Is this a federal issue or a state issue?

Federal issues generally involve:

  • National programs and benefits

  • Federal agencies and regulations

  • Interstate policy

  • Federal funding streams

State issues generally involve:

  • Licensing and professional standards

  • State-level benefits and services

  • Education and local infrastructure

  • State implementation of federal programs

If you misidentify jurisdiction, even perfect advocacy will miss its target.

Federal Hierarchies: Who Does What

At the federal level, authority flows through multiple, overlapping structures.

Congress writes the law. Committees shape it. Leadership schedules it. Individual members influence it based on priorities and constituent pressure.

Federal agencies implement the law. Career staff execute policy. Political appointees set direction within legal boundaries.

Oversight comes from committees, inspectors general, and, ultimately, the courts.

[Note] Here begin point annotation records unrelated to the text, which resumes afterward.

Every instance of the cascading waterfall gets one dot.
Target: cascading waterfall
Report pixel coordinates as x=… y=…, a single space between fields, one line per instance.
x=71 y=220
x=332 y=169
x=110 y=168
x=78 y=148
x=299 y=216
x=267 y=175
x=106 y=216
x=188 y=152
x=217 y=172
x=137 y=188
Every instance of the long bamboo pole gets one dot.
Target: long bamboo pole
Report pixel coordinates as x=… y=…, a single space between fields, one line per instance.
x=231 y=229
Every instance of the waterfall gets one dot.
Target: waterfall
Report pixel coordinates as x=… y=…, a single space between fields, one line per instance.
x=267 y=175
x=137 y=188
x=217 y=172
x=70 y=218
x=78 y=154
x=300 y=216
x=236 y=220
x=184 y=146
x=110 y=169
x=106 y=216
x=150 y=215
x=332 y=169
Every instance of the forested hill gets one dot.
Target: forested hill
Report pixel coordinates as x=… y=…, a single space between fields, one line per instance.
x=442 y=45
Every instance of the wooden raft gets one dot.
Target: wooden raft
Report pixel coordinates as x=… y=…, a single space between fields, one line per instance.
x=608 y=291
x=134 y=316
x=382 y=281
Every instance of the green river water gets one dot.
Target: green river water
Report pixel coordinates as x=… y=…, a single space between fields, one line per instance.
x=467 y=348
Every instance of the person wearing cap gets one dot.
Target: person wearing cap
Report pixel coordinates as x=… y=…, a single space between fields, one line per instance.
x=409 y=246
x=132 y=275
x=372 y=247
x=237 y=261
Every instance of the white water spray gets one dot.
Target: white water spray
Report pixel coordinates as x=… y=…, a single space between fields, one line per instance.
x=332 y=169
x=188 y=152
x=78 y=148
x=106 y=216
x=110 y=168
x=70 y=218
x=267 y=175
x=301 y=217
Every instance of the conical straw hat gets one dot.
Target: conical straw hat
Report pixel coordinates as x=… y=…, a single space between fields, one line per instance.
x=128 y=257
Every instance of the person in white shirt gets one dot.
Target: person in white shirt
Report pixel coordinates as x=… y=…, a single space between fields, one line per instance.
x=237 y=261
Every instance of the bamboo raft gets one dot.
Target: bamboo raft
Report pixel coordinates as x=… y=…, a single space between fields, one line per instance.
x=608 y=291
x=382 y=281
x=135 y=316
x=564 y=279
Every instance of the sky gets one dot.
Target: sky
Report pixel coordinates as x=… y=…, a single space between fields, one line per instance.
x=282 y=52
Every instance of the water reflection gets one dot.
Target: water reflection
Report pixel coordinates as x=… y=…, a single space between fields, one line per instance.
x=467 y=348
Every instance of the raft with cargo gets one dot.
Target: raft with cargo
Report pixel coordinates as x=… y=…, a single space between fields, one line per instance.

No single person controls the entire system.

Effective federal advocacy often involves:

  • Engaging committee members, not just sponsors

  • Working with staff who draft and negotiate language

  • Understanding agency rulemaking timelines

  • Tracking oversight authority

State Hierarchies: Similar, But Not the Same

States mirror the federal structure but operate with different powers and fewer layers.

State legislatures pass laws. Governors sign or veto them. Agencies implement them.

However, states often have:

  • Independently elected officials

  • Appointed boards and commissions

  • County-level administrators with real authority

Local implementation can vary widely, even within the same state. This is why a policy that looks solid at the Capitol may fail in practice.

State advocacy must account for this fragmentation.

Agencies Are Not Monoliths

Agencies are often treated as single entities. They are not.

Within any agency, authority is divided among:

  • Policy offices

  • Operations divisions

  • Legal counsel

  • Regional or district offices

An answer from one division may not bind another. A promise from leadership may stall at implementation(and often does when it comes to agencies like the VA and DoW/DoD).

Advocacy that ignores internal structure often gets stuck.

Staff Are Power Multipliers

Staff are not obstacles. They are the operating system.

They advise elected officials, draft legislation, manage portfolios, and coordinate across offices. In many cases, they understand the issue more deeply than the official whose name is on the door.

Knowing which staffer handles your issue is often more important than securing a photo with the official.

Why Mapping Matters

When advocates map authority correctly, several things happen:

  • Messages become more targeted

  • Effort becomes more efficient

  • Responses become more substantive

  • Burnout decreases

When mapping is ignored, advocates waste time yelling uphill or knocking on closed doors.

The Bottom Line

Government power is not intuitive. It is layered, constrained, and often intentionally opaque.

Advocacy is not about finding the loudest office. It is about finding the right one.

When you understand who is in charge, you stop shouting into the void and start applying pressure where it actually works.

And that is when things begin to move.